The Bears used the first-round pick on Thieneman after watching Jaquan Brisker and Kevin Byard exit the secondary this offseason, leaving defensive coordinator Dennis Allen and defensive backs coach Al Harris with starting spots to rebuild from scratch.
Pairing the rookie with free agent addition Coby Bryant gives Chicago a versatile back end, since both defenders can rotate between strong and free safety depending on the call. On offense, Monangai is positioned as the long-term answer behind D'Andre Swift, who enters a contract year with no guarantee of a Chicago return in 2027.
The Rutgers product finished his rookie campaign with 783 rushing yards, third among all first-year backs, and five touchdowns. His 4.6 yards per carry ranked second among rookies with 150-plus carries.
How Thieneman and Monangai fit Chicago's 2026 blueprint
The tactical value of this pairing rests on something most coverage has overlooked: the financial flexibility it creates. By drafting Thieneman in the first round and developing Monangai from a Day 3 pick, Chicago avoids spending premium capital on a 2027 running back class that scouts already consider deep, while simultaneously locking down safety play on rookie wages.
That dual saving lets the front office direct future cap room toward the trenches or wide receiver, where the DJ Moore trade and Drew Dalman's retirement opened questions that Garrett Bradbury alone cannot answer. Thieneman, for his part, sounds aware of the workload ahead.
"I mean just more in the backhand," he said about his expected role. "They want me to know both positions. So just know all of the DB positions, but as of right now, I'm playing some strong safety, but still understanding what the free safety is doing."

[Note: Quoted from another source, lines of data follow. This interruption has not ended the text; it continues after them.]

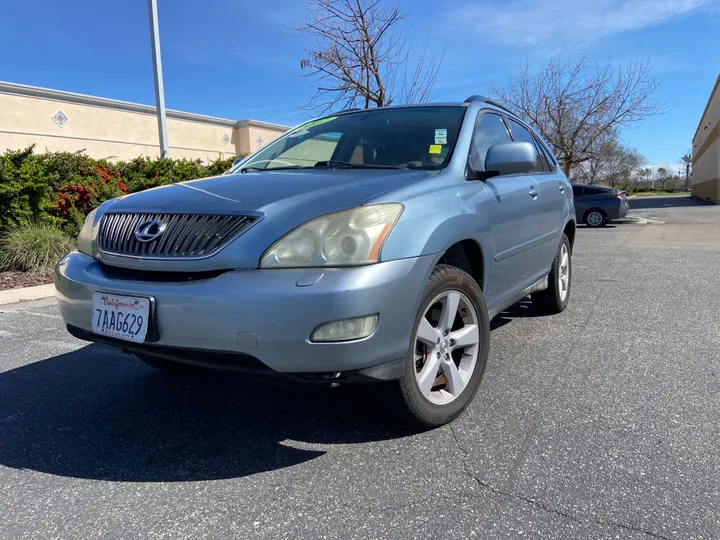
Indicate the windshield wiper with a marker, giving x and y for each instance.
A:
(338, 163)
(262, 169)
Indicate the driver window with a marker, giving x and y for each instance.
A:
(490, 129)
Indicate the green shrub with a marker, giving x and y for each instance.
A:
(62, 187)
(33, 246)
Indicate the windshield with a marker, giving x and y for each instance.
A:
(412, 137)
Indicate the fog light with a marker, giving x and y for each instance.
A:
(346, 330)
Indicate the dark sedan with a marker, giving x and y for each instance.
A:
(596, 205)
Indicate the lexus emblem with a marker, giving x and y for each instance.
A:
(148, 231)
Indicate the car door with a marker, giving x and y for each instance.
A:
(552, 197)
(513, 211)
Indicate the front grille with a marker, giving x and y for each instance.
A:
(185, 235)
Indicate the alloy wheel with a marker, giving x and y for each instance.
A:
(446, 347)
(594, 219)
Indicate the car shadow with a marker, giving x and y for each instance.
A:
(96, 413)
(523, 309)
(639, 203)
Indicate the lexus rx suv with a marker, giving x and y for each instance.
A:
(366, 246)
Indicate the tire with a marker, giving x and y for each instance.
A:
(446, 283)
(595, 218)
(161, 364)
(555, 298)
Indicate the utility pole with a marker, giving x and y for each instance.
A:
(157, 72)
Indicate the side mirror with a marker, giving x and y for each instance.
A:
(510, 158)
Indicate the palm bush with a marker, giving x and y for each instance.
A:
(33, 246)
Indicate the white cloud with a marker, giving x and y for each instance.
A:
(556, 25)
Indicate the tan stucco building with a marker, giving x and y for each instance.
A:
(56, 121)
(706, 150)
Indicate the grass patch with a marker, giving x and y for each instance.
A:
(33, 246)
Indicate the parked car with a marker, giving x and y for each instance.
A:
(596, 205)
(368, 246)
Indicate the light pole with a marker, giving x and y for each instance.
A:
(157, 72)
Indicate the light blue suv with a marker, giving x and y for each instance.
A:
(368, 246)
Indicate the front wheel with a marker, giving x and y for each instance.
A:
(596, 218)
(448, 349)
(555, 298)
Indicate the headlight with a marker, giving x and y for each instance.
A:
(84, 242)
(348, 238)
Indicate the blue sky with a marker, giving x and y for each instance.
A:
(240, 59)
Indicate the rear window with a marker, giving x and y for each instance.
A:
(410, 137)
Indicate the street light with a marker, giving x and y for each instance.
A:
(157, 72)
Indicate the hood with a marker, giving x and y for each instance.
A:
(282, 200)
(322, 191)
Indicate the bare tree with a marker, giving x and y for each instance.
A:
(611, 162)
(574, 107)
(360, 59)
(687, 160)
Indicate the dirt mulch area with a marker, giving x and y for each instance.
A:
(14, 280)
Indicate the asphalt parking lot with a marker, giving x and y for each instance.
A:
(601, 422)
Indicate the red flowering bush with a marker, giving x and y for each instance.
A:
(75, 201)
(61, 188)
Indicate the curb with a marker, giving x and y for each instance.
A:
(648, 221)
(24, 294)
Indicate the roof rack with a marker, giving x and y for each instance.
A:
(489, 102)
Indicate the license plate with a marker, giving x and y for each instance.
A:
(121, 317)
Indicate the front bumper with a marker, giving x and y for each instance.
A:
(267, 315)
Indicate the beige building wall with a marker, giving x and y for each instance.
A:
(119, 130)
(706, 151)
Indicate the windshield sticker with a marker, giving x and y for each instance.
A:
(441, 136)
(318, 122)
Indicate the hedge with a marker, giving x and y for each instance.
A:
(61, 188)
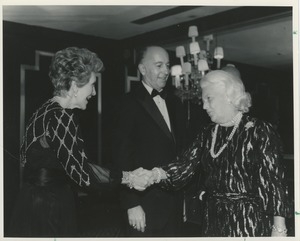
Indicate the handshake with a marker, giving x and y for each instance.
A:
(141, 178)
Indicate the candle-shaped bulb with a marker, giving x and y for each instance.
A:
(186, 70)
(193, 31)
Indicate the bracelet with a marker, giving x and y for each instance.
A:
(278, 229)
(126, 179)
(155, 169)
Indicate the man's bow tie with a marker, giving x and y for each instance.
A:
(163, 93)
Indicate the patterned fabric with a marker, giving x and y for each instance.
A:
(245, 185)
(55, 127)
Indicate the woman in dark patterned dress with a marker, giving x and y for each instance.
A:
(53, 154)
(239, 157)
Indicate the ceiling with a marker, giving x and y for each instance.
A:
(255, 36)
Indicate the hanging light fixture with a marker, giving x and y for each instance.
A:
(194, 65)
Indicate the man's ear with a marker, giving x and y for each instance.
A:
(142, 69)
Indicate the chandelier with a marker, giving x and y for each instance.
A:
(193, 66)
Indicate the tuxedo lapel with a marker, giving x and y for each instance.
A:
(172, 115)
(149, 105)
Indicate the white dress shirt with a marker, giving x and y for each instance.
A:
(161, 104)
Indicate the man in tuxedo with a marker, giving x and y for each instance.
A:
(149, 132)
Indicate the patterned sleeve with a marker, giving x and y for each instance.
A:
(64, 137)
(272, 186)
(180, 172)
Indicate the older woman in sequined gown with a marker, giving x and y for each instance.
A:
(240, 159)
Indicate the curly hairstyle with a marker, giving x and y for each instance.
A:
(73, 64)
(234, 88)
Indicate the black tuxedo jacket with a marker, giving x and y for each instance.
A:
(141, 138)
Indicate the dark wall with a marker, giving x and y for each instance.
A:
(19, 45)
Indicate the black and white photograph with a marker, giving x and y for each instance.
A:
(150, 121)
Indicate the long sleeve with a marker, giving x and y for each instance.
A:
(271, 185)
(63, 133)
(181, 171)
(125, 150)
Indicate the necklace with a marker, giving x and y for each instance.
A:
(236, 120)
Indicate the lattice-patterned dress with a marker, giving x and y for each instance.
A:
(53, 156)
(244, 185)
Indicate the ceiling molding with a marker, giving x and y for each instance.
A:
(224, 21)
(164, 14)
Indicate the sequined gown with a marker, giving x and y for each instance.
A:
(244, 186)
(53, 158)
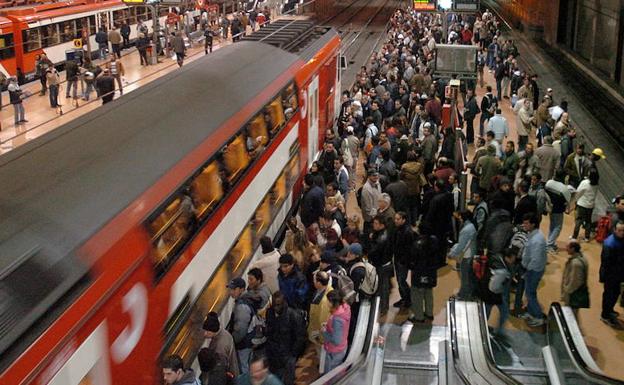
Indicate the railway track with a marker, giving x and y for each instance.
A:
(592, 100)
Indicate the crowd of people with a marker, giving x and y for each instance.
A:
(106, 77)
(416, 214)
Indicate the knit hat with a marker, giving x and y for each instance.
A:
(212, 324)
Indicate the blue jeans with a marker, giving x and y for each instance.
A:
(332, 360)
(466, 288)
(556, 224)
(532, 279)
(401, 275)
(244, 355)
(503, 308)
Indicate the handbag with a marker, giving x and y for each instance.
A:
(579, 298)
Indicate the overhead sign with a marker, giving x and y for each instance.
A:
(460, 60)
(466, 5)
(424, 5)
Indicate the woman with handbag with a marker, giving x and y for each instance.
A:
(574, 291)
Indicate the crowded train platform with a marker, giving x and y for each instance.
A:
(371, 192)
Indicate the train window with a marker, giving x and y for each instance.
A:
(7, 50)
(279, 190)
(170, 230)
(49, 35)
(207, 189)
(92, 25)
(289, 100)
(236, 157)
(31, 39)
(263, 216)
(276, 115)
(257, 134)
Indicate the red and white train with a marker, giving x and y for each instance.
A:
(120, 229)
(51, 28)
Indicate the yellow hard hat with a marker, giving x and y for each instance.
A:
(599, 152)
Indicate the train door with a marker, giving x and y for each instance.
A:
(313, 120)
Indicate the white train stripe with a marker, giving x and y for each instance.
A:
(208, 258)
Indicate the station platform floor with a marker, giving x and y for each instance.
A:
(42, 118)
(604, 343)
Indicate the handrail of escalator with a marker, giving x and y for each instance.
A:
(452, 325)
(575, 345)
(487, 347)
(361, 347)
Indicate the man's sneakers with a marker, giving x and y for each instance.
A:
(535, 322)
(611, 320)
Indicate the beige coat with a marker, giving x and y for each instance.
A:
(574, 276)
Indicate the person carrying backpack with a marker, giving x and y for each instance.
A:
(240, 321)
(364, 277)
(286, 338)
(495, 286)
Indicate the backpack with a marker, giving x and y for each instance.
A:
(480, 267)
(371, 282)
(602, 229)
(344, 285)
(346, 156)
(256, 331)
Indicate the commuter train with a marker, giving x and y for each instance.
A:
(120, 229)
(51, 28)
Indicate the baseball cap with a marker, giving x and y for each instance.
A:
(236, 283)
(599, 152)
(356, 248)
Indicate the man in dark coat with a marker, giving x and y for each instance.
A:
(312, 203)
(400, 242)
(438, 218)
(285, 339)
(105, 86)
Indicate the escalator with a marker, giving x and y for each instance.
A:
(567, 346)
(559, 357)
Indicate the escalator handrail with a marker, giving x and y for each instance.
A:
(487, 347)
(452, 325)
(576, 347)
(368, 311)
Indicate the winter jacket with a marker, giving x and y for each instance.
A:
(498, 231)
(574, 276)
(548, 161)
(370, 198)
(398, 192)
(412, 175)
(223, 344)
(269, 263)
(337, 330)
(294, 287)
(245, 379)
(188, 378)
(401, 244)
(320, 309)
(534, 254)
(240, 320)
(488, 167)
(526, 205)
(510, 165)
(425, 264)
(466, 246)
(312, 205)
(284, 337)
(612, 260)
(586, 194)
(263, 293)
(439, 214)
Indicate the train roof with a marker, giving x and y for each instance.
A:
(301, 37)
(61, 188)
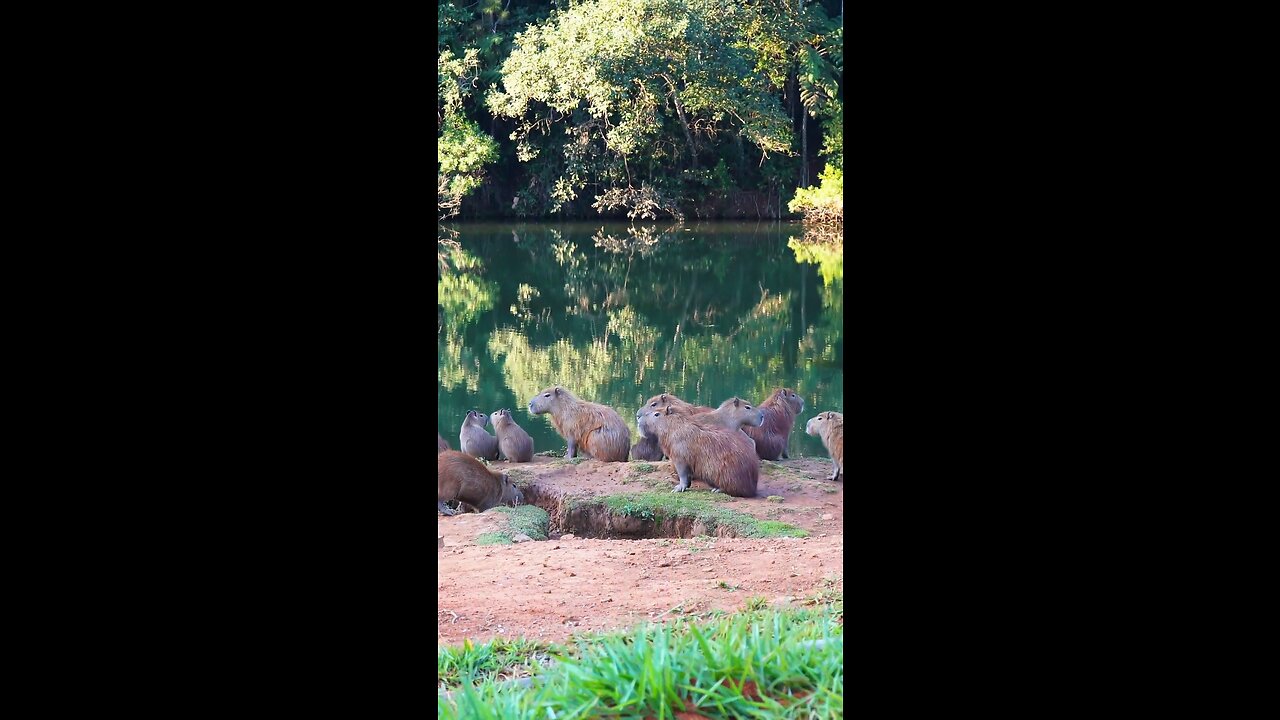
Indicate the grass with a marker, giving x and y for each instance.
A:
(755, 664)
(705, 506)
(528, 519)
(492, 660)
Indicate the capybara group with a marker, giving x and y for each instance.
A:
(831, 428)
(464, 478)
(718, 456)
(476, 441)
(589, 427)
(513, 442)
(780, 414)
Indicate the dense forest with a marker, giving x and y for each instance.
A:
(644, 109)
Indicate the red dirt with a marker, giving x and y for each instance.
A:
(554, 588)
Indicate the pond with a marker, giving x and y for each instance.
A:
(620, 313)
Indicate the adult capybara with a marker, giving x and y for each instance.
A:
(647, 449)
(671, 400)
(590, 427)
(464, 478)
(476, 441)
(780, 414)
(732, 414)
(513, 442)
(831, 428)
(718, 456)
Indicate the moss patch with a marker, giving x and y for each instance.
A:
(704, 506)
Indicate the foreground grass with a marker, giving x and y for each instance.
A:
(528, 519)
(704, 506)
(764, 664)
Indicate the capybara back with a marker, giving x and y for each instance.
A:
(464, 478)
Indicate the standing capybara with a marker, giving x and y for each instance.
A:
(732, 414)
(476, 441)
(666, 399)
(831, 428)
(513, 442)
(780, 414)
(718, 456)
(647, 449)
(590, 427)
(464, 478)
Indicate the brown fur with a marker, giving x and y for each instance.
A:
(476, 441)
(732, 414)
(590, 427)
(831, 428)
(647, 449)
(671, 400)
(513, 442)
(780, 415)
(718, 456)
(464, 478)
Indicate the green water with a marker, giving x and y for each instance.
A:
(618, 314)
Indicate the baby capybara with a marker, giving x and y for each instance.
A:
(590, 427)
(718, 456)
(476, 441)
(780, 414)
(464, 478)
(831, 428)
(513, 442)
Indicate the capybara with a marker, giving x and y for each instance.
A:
(780, 414)
(647, 449)
(831, 428)
(718, 456)
(590, 427)
(732, 414)
(680, 405)
(476, 441)
(464, 478)
(513, 442)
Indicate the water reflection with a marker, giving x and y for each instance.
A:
(620, 313)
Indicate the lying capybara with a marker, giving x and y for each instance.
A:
(513, 442)
(780, 414)
(671, 400)
(476, 441)
(590, 427)
(831, 428)
(718, 456)
(464, 478)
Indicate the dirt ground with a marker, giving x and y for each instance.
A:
(551, 589)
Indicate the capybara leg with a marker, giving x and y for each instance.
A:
(682, 473)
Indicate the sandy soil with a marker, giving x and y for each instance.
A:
(552, 589)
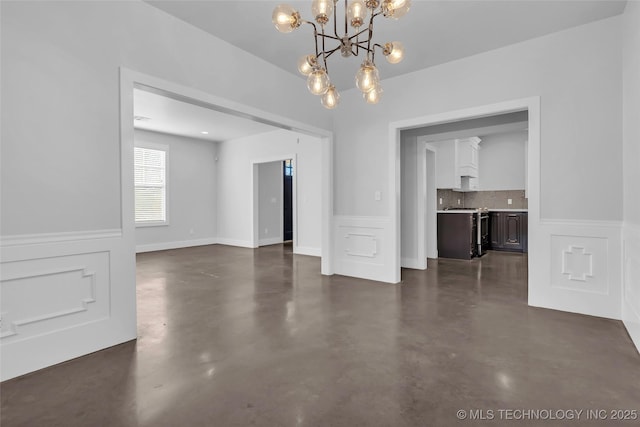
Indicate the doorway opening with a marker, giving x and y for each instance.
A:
(275, 213)
(406, 132)
(287, 200)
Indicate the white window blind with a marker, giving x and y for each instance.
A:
(150, 185)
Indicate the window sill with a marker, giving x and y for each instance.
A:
(152, 224)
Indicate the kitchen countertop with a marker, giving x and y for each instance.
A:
(458, 211)
(475, 210)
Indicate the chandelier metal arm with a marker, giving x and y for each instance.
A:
(315, 35)
(287, 19)
(331, 52)
(324, 51)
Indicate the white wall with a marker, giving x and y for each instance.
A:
(60, 65)
(575, 72)
(192, 194)
(501, 162)
(61, 149)
(631, 147)
(235, 186)
(409, 211)
(572, 80)
(270, 206)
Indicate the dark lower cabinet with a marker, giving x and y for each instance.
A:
(508, 231)
(457, 235)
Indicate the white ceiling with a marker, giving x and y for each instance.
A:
(175, 117)
(433, 32)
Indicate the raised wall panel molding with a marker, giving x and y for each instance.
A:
(46, 295)
(577, 264)
(580, 263)
(362, 245)
(10, 328)
(47, 238)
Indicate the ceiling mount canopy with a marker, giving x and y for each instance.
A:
(360, 40)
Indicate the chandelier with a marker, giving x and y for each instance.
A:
(356, 13)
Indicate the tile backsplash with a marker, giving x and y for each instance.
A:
(482, 199)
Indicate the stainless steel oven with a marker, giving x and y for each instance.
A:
(483, 231)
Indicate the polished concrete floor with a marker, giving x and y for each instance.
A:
(239, 337)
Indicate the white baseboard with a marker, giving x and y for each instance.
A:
(631, 281)
(152, 247)
(302, 250)
(46, 238)
(74, 288)
(411, 263)
(235, 242)
(270, 241)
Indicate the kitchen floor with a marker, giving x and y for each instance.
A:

That versatility matters because Chicago's defense led the NFL in takeaways last season, a number harder to repeat without interchangeable defenders behind the front seven.
Together, Thieneman and Monangai represent a layered bet by general manager and head coach Ben Johnson's staff, one that addresses immediate holes while building cost-controlled depth for a 2027 window. With OTAs about to open, both players step into roles that could quietly define how far Chicago climbs this season.